Neither Bryce Loski (a fantastic debut from Australian actor Callan McAuliffe) and Juli Baker (Madeline Carroll: The Spy Next Door, Astro Boy) is a vampire, an alien, or anything other than the most agreeably ordinary kid. They’re elementary schoolers when they meet (played at this point by Morgan Lily [2012, Henry Poole Is Here] and Ryan Ketzner), the day the Loski family moves into the neighborhood, and she decides instantly that she loves him: she “flipped” at the site of him. But the film’s title comes to have additional and more ironic meanings, too: Bryce can’t stand her until suddenly, one day in junior high, he finds her wildly intriguing. The film itself flips back and forth between presenting Bryce’s perspective on their relationship and Juli’s, a clever and witty presentation on how the same events can look very different through another’s eyes. Juli and Bryce learn about that kind of flipping, too, as they discover that growing up sometimes means changing your ideas about those around you, including about your parents, you often turn out to be not quite the people you thought they were.

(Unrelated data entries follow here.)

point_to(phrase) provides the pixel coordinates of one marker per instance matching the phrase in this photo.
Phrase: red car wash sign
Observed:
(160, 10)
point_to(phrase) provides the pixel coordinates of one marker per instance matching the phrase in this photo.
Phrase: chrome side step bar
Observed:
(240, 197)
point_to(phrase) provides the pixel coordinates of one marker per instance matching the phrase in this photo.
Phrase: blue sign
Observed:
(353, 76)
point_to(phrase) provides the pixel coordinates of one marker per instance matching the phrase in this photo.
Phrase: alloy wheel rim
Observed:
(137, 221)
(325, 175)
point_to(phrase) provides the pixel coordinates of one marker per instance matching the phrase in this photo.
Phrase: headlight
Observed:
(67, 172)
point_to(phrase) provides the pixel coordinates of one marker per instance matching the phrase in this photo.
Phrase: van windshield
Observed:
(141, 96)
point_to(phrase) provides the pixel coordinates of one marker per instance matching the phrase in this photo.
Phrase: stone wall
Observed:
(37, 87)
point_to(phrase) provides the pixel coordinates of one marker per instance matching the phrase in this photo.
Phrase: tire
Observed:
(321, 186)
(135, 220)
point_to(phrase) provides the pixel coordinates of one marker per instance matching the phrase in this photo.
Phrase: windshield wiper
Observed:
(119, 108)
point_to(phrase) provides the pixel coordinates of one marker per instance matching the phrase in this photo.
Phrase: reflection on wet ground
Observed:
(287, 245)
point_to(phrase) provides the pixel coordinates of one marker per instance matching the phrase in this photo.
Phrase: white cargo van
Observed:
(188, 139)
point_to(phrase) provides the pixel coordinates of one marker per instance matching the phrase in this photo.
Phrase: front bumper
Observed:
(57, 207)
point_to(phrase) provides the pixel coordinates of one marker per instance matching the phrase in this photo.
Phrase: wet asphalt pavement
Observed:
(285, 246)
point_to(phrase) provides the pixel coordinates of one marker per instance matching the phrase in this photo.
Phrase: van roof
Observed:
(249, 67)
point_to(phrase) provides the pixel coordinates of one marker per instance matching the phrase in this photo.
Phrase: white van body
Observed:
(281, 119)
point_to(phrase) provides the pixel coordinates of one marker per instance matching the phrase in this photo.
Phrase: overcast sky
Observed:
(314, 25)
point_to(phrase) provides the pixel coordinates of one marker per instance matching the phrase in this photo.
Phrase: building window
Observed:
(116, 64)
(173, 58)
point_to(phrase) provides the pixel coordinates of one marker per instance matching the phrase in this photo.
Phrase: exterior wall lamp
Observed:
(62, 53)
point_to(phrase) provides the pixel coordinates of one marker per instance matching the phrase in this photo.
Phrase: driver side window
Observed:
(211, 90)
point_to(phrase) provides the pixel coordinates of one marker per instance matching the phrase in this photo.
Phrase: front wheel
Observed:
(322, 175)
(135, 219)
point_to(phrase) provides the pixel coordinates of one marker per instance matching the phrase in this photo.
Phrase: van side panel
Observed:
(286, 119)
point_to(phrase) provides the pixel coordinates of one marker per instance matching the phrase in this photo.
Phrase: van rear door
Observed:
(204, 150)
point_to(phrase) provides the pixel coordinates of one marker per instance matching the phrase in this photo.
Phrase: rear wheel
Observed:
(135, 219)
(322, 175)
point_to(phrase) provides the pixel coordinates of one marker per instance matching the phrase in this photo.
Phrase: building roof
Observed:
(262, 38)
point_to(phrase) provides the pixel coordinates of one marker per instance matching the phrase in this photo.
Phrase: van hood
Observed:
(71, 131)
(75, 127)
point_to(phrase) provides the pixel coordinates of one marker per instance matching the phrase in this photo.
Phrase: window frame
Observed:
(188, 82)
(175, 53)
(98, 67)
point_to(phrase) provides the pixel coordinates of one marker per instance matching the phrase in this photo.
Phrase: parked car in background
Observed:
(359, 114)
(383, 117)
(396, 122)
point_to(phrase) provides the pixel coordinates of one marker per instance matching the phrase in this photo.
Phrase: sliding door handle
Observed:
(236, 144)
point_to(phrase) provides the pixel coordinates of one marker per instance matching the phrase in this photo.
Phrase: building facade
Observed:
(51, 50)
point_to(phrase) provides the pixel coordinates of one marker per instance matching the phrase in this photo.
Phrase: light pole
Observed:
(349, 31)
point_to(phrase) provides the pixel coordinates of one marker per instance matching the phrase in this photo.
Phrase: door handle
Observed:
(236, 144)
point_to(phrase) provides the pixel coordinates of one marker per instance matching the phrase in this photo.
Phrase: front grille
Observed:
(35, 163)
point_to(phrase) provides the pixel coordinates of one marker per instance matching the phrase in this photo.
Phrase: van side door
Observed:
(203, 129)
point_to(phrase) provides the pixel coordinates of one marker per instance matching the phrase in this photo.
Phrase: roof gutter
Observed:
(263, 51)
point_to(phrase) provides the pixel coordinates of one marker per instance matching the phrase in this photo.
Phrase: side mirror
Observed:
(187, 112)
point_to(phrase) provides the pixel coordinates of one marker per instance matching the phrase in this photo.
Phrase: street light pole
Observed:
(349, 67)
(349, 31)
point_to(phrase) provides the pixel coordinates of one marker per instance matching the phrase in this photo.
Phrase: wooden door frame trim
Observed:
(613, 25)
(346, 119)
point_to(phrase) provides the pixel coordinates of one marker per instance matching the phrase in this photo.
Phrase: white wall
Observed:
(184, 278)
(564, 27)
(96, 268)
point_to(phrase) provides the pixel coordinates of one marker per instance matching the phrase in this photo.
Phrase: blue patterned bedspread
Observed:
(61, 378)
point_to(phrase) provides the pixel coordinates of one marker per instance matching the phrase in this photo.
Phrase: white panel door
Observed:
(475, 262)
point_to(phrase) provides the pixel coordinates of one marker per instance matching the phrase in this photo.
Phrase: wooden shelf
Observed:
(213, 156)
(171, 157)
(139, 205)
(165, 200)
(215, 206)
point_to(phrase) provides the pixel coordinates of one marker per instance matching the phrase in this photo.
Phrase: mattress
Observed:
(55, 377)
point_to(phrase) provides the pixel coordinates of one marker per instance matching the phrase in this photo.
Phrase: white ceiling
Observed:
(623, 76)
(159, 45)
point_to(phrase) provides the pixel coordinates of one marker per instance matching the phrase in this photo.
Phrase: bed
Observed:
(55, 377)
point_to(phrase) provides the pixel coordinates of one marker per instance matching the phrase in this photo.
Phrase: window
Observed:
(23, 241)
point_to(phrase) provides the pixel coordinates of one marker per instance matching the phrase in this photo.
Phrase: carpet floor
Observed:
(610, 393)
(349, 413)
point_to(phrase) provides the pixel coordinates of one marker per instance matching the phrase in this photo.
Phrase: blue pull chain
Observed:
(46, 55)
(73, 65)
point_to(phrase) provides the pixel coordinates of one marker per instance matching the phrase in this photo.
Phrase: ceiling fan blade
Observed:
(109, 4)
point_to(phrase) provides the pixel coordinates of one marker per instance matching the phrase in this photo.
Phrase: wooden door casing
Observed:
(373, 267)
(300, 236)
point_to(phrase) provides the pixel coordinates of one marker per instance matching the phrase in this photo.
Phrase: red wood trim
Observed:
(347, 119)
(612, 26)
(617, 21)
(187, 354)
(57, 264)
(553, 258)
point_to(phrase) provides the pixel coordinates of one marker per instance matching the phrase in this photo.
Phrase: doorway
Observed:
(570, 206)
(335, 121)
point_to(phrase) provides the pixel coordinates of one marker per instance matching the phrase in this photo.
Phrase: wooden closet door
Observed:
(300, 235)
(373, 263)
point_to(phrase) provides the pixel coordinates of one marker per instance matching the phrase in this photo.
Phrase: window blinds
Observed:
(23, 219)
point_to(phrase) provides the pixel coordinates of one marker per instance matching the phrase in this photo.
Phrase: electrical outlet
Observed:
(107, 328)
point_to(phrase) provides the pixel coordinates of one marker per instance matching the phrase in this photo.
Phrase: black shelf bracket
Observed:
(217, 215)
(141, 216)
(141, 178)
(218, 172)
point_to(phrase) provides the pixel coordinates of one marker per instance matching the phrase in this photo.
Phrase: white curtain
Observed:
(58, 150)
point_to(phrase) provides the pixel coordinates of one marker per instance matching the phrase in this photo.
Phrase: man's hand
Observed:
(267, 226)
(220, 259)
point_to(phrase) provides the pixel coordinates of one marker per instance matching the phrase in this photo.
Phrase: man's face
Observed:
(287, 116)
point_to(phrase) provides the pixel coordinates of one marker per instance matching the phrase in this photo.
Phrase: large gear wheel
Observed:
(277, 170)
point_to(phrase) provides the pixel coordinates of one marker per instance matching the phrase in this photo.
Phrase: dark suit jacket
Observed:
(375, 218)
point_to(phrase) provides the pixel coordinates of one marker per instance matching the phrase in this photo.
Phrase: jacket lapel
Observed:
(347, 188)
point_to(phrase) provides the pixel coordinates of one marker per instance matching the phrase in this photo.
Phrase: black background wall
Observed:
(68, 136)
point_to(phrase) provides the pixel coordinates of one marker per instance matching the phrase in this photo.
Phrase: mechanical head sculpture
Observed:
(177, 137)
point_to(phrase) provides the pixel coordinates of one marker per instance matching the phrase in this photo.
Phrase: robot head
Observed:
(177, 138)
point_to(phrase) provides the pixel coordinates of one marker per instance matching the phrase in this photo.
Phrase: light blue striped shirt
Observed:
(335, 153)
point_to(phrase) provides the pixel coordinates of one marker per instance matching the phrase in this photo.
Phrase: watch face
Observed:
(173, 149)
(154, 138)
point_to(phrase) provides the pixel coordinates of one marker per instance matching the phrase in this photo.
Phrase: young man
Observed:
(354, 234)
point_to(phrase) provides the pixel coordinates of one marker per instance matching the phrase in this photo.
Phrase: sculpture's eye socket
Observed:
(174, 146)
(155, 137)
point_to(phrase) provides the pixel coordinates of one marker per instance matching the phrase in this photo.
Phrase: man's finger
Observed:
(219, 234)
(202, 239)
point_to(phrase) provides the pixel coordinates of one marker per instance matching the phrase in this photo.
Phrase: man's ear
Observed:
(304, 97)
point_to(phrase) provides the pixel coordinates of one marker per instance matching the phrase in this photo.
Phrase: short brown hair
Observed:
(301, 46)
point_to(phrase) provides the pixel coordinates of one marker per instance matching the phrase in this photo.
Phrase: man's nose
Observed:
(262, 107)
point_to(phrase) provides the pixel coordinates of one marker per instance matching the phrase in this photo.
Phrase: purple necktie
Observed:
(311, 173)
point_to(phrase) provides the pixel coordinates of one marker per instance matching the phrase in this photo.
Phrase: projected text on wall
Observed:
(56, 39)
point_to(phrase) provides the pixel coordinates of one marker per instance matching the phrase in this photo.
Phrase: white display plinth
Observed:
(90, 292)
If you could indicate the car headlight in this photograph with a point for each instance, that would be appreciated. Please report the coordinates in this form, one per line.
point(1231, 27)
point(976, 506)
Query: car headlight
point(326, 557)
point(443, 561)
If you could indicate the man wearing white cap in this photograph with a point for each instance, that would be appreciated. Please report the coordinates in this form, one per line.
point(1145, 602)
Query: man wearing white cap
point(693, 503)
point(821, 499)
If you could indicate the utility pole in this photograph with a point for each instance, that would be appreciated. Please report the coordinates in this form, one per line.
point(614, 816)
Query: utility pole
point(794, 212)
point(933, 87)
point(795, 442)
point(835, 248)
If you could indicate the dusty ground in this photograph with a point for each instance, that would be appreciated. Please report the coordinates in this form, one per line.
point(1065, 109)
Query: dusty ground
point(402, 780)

It’s all totally enthralling a look at the most subtle, most prosaic of life experiences -- such as the crushing realization that someone you love has disappointed you; or, conversely, that someone is the way he or she is because of crushing disappointment. Ordinary suburban events, from taking out the trash to a favorite tree getting chopped down, come to cut through our young heroes in unexpected ways. Reiner (The Bucket List, Alex and Emma) -- who wrote the screenplay with Andrew Scheinman, from the novel by Wendelin Van Draanen [Amazon .] [Amazon Canada] [Amazon .] -- has a keen eye for finding the wisdom or the hurt in the smallest of gestures or the simplest of words. The performances -- including those by Rebecca DeMornay (Wedding Crashers, Raise Your Voice) and Anthony Edwards (Motherhood, Zodiac) as Bryce’s parent, and John Mahoney (Dan in Real Life, The Iron Giant) as his grandfather, and Penelope Ann Miller (National Lampoon's Thanksgiving Family Reunion, Rudy: The Rudy Giuliani Story) and Aidan Quinn (Jonah Hex, Bury My Heart at Wounded Knee) as Juli’s parents -- are uniformly perceptive and shrewd. I can’t recommend Flipped highly enough.

And yet, I totally understand if you want to wait for DVD. It’s no fun going to The Movies these days. It’s a terrible position for a movie lover -- and for The Movies -- to be in.